New late payment regulations to come into force
On 6 April 2017 new rules will come into force that will require Limited Liability Partnerships (LLPs) and medium and large companies to publish reports on their payment practices.
The Limited Liability Partnerships (Reporting on Payment Practices and Performance) Regulations 2017 and The Reporting on Payment Practices and Performance Regulation 2017 will require these businesses to report specific information online every six months.
While the new rules come into effect this April, they will apply to financial years beginning on or after that date, meaning that many businesses will need to ensure their systems are changed so they can record and report the required payment information.
The Department for Business, Energy and Industrial Strategy (BEIS) has issued guidance, entitled Business payment practices and performance: reporting requirements, which lays out how and when businesses should report their practices.
According to this document the earliest reports will be required from businesses with periods beginning from 6 April and the first significant volume will be from those with a 30 June year end.
In particular, the new reporting requirements will be placed on companies that have been formed and registered under the Companies Act 2006 (or previous legislation) and LLPs registered under the Limited Liability Partnerships Act 2000, which exceed two or more of the following on their last two balance sheet dates:
- £36 million annual turnover
- £18 million balance sheet total
- 250 employees.
Any business incorporated outside the UK, including companies registered under the Companies Act but not formed under the Companies Act, is not required to report.
Under the rules, businesses will only be required to report on qualifying contracts.
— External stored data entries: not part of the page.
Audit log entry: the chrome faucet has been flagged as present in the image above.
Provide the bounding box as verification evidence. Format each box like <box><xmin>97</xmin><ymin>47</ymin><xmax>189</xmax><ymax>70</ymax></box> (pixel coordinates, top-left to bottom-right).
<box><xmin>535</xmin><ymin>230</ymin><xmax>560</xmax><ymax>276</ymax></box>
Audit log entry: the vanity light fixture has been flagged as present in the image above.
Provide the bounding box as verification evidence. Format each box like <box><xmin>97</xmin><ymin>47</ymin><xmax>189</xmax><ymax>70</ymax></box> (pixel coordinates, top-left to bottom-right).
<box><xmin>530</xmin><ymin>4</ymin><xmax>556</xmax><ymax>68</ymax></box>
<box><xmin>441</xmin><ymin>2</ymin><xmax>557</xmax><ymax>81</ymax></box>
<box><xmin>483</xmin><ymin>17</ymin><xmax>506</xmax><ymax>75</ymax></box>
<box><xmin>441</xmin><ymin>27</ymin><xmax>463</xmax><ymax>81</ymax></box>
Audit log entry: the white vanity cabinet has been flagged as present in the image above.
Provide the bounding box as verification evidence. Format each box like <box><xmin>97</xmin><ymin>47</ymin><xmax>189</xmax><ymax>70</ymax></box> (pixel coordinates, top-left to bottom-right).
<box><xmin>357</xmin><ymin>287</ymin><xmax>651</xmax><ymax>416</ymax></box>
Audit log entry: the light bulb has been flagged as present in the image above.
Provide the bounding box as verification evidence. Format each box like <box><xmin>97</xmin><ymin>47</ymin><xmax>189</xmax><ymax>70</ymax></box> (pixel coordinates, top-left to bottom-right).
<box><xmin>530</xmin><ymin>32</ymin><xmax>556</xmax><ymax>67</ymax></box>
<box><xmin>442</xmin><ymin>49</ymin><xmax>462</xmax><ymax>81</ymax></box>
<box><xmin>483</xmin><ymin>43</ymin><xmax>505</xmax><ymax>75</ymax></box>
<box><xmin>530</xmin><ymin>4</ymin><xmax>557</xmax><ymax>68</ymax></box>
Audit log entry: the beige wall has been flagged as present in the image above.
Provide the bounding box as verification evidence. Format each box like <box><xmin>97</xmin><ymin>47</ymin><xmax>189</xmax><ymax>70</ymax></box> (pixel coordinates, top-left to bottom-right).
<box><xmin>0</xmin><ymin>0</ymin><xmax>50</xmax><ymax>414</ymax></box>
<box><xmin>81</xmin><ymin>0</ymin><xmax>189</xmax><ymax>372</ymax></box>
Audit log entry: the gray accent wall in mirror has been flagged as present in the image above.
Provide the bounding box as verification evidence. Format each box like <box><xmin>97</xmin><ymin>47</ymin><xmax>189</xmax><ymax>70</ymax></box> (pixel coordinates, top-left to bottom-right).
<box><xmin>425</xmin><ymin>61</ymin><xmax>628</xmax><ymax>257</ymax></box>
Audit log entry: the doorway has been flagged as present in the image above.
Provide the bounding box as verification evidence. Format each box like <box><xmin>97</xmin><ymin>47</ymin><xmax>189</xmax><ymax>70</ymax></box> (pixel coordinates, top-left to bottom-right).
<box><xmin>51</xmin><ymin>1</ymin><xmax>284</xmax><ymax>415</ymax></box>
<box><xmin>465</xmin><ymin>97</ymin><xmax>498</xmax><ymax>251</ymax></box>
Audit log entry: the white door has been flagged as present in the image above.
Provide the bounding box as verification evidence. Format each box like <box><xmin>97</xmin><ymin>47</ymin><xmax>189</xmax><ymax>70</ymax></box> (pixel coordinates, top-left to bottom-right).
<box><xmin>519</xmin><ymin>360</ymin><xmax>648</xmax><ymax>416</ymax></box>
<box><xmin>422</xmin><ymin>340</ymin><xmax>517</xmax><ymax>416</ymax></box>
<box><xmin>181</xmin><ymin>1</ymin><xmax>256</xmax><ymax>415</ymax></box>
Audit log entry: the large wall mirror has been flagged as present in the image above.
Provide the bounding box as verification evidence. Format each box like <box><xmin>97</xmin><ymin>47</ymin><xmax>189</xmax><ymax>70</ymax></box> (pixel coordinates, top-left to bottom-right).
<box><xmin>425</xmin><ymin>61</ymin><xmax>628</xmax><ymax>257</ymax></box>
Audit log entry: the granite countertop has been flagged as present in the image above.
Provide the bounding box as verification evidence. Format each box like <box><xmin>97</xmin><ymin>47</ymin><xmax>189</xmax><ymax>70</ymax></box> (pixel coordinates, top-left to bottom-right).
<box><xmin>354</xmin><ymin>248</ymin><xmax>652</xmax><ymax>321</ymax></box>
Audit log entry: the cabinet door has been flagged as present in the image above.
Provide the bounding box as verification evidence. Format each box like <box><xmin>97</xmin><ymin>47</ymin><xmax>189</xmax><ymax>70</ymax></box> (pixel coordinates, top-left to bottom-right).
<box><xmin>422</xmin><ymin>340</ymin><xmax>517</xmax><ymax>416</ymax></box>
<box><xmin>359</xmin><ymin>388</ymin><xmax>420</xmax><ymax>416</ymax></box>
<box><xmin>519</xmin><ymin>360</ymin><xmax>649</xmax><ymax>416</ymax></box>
In order to qualify, a contract must fall under all of the following criteria:
- It is between two (or more) businesses
- It has a significant connection with the United Kingdom
- It is for goods, services or intangible property, including intellectual property
- It is not for financial services.
Once a qualified contract is identified the business must report:
- the business’ standard payment terms, which must include:
- the standard contractual length of time for payment of invoices
- maximum contractual payment period
- any changes to the standard payment terms in the reporting period
- how suppliers have been notified or consulted on these changes
- the business’ process for resolving disputes related to payment
- the average number of days taken to make payments in the reporting period
- the percentage of payments made within the reporting period which were paid
- in 30 days or fewer
- between 31 and 60 days
- 61 days or longer.
- the percentage of payments due within the reporting period which were not paid within agreed terms.
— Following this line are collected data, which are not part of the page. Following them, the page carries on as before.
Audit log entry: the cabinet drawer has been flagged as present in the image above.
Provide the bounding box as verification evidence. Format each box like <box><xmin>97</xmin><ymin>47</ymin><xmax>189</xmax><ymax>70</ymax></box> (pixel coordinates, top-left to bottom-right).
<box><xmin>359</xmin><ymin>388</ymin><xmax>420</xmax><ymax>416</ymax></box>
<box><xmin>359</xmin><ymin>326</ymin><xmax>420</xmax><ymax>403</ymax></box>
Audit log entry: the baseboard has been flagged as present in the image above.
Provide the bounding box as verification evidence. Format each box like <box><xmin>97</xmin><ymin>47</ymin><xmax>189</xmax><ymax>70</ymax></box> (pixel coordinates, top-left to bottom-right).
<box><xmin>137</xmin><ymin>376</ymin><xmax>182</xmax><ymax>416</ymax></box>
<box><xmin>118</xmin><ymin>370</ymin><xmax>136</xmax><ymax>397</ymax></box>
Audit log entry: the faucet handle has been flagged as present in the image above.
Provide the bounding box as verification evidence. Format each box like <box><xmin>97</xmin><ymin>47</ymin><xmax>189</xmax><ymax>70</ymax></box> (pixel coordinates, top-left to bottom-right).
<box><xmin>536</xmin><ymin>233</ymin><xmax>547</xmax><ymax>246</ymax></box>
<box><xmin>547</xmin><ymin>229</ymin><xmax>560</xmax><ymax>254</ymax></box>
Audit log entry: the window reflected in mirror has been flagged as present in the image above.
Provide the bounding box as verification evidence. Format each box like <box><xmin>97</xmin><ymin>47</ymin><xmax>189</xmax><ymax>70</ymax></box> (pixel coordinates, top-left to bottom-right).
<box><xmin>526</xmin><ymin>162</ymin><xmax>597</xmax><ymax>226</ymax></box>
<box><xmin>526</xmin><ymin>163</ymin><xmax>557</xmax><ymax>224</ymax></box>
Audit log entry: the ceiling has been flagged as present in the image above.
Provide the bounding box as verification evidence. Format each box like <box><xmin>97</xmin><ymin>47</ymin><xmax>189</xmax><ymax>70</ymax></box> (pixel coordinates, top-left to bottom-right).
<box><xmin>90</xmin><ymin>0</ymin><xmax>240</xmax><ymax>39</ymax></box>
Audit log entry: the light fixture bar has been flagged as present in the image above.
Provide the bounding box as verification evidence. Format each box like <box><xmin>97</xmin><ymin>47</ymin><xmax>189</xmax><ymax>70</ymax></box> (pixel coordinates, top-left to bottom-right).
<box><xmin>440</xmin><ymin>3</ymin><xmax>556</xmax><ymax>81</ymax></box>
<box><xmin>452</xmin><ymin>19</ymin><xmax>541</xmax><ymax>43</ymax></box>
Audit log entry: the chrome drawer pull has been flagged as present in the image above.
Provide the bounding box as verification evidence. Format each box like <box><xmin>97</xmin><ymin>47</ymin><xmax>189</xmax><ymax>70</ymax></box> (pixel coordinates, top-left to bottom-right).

They must also report whether:
- suppliers are offered e-invoicing
- supply chain finance is available to suppliers
- the business’ practices and policies cover deducting sums from payments as a charge for remaining on a supplier’s list, and whether they have done this in the reporting period
- the business is a member of a payment code, and the name of the code.
Failure to meet the reporting requirements is a criminal offence and every director of the company or designated member of an LLP could be found liable.